Authored by: Jeremy J. Gustrowsky
A recent decision from the Patent Trial and Appeal Board (PTAB) highlights the challenges of patenting advances in artificial intelligence and machine learning. In the appeal concerning U.S. Patent Application No. 16/319,040, filed by DeepMind Technologies Limited, the Board affirmed the examiner’s rejection of claims directed to a method and system for training a machine learning model on multiple tasks without forgetting previous tasks. The Board not only agreed with the examiner’s findings of obviousness but also introduced a new ground of rejection, finding the claims ineligible for patent protection under 35 U.S.C. § 101.
The invention at issue describes a system for sequentially training a machine learning model on different tasks, aiming to optimize performance on new tasks while preserving performance on earlier ones. This is achieved by assigning importance weights to model parameters based on their relevance to previous tasks and using these weights in a penalty term during subsequent training. The Board analyzed whether this approach was novel and non-obvious in light of several prior art references, including patents and academic papers on machine learning techniques.

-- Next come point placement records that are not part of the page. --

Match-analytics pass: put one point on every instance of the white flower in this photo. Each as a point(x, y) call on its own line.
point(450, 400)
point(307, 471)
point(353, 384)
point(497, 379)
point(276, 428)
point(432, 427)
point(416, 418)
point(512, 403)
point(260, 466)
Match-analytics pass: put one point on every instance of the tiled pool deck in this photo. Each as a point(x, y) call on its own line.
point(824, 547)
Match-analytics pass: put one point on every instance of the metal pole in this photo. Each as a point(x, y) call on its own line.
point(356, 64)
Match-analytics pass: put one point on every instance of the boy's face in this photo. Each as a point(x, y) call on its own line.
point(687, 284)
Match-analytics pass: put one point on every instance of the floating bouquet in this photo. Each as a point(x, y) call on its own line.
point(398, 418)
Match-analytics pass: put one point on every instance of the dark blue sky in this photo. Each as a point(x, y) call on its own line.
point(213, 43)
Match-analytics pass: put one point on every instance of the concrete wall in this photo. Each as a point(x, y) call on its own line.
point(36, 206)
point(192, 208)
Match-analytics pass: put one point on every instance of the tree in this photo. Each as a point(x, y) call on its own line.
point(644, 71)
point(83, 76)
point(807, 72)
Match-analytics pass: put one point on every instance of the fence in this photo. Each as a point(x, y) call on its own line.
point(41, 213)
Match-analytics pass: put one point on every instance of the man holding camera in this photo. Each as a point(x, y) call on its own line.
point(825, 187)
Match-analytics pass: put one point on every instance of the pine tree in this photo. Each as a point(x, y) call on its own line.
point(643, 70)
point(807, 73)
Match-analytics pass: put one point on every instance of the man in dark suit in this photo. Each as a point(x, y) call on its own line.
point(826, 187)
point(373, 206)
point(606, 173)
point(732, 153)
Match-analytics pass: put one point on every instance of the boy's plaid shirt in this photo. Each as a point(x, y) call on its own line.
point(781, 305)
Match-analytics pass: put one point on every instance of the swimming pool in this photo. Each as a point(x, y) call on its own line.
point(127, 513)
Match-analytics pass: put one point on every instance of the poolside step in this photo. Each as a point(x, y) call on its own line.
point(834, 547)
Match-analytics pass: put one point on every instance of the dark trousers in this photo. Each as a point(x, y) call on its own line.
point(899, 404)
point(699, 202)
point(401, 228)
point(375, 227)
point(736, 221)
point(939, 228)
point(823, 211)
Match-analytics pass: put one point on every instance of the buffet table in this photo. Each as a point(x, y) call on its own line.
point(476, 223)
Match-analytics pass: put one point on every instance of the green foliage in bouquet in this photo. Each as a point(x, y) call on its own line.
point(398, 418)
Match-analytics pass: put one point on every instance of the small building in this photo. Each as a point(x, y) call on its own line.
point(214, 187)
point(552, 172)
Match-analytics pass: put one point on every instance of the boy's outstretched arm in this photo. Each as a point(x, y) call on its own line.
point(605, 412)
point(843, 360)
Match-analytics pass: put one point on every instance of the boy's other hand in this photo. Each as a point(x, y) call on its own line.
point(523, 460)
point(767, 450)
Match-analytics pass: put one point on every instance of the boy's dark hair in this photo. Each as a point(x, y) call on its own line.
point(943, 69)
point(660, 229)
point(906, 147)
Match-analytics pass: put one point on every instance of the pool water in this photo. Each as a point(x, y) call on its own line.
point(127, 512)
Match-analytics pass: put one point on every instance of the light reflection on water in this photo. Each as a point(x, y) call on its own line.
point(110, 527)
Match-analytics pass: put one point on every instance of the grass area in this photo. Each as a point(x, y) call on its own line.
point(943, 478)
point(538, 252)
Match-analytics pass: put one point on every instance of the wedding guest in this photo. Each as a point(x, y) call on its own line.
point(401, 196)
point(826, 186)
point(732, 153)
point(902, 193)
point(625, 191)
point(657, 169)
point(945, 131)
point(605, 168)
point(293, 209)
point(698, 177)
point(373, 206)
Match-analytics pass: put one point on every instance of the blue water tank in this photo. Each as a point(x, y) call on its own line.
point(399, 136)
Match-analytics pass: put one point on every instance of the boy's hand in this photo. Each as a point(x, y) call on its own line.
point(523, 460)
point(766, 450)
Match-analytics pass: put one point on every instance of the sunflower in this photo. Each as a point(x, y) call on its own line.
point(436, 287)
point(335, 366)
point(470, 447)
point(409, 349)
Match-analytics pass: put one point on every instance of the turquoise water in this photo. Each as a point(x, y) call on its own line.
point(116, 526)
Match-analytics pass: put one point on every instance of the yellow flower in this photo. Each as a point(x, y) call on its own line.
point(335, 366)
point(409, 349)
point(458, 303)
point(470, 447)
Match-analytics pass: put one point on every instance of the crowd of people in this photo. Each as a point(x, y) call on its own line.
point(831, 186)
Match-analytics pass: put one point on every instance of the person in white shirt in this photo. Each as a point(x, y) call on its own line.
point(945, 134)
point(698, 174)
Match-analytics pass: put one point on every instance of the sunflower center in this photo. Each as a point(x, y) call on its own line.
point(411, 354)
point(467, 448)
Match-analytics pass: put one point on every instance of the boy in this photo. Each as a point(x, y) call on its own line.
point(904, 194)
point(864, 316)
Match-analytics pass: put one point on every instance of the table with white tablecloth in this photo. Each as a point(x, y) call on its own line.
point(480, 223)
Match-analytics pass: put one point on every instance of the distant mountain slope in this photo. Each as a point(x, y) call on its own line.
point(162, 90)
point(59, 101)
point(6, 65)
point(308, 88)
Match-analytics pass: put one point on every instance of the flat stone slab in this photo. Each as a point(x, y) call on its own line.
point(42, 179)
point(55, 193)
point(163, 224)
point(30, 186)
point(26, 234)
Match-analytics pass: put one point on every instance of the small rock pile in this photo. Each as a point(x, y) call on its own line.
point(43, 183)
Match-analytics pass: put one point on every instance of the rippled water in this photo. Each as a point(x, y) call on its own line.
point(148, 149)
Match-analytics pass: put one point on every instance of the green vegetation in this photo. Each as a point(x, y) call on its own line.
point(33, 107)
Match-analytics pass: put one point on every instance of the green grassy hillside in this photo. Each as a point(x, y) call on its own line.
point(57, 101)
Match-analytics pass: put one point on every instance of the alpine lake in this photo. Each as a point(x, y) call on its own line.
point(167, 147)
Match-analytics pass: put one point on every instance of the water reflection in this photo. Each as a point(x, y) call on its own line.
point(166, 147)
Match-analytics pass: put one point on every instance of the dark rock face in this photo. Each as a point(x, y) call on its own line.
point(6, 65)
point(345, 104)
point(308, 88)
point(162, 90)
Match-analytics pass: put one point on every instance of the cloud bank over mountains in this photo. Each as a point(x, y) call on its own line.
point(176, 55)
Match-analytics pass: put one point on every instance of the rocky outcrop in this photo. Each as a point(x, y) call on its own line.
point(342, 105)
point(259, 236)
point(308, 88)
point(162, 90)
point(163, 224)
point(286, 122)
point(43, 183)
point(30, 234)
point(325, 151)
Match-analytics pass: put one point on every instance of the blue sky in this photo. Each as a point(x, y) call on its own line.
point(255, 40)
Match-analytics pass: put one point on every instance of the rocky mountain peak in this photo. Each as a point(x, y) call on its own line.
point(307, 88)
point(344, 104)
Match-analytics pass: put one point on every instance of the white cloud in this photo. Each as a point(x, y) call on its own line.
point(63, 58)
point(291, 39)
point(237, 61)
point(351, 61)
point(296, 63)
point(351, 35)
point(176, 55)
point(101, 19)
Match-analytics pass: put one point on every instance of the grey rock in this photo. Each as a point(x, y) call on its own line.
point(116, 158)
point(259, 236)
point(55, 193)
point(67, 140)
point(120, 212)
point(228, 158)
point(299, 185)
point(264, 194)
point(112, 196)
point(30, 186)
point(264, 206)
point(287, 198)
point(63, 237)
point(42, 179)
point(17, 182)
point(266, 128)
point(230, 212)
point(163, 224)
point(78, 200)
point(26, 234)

DeepMind argued that the cited references did not teach or suggest key aspects of their invention, such as assigning parameter importance based on a posterior probability distribution. However, the Board found that the combination of prior art references, particularly the teachings of Gordon (US 2014/0101090 A1; published April 10, 2014) and Mehanna (US 2016/0092786 A1; published March 31, 2016), rendered the claims obvious. The Board also rejected DeepMind’s argument that the references were not analogous art, concluding that all the cited references were within the same field of endeavor—machine learning.
In a significant move, the Board issued a new ground of rejection under § 101, finding that the claims were directed to an abstract idea—specifically, mathematical algorithms for training machine learning models—and did not include any inventive concept that would transform them into patent-eligible subject matter. The Board noted that the claims merely recited generic computer components and did not improve the functioning of a computer or any other technology. As a result, the claims were found to be ineligible for patent protection.
Interestingly, one judge concurred in part, agreeing with the § 101 rejection but disagreeing with the finding of obviousness, arguing that the examiner had misinterpreted certain aspects of the prior art. Nevertheless, the overall outcome was that DeepMind’s patent application remains rejected, with the applicant given the option to amend the claims or request rehearing.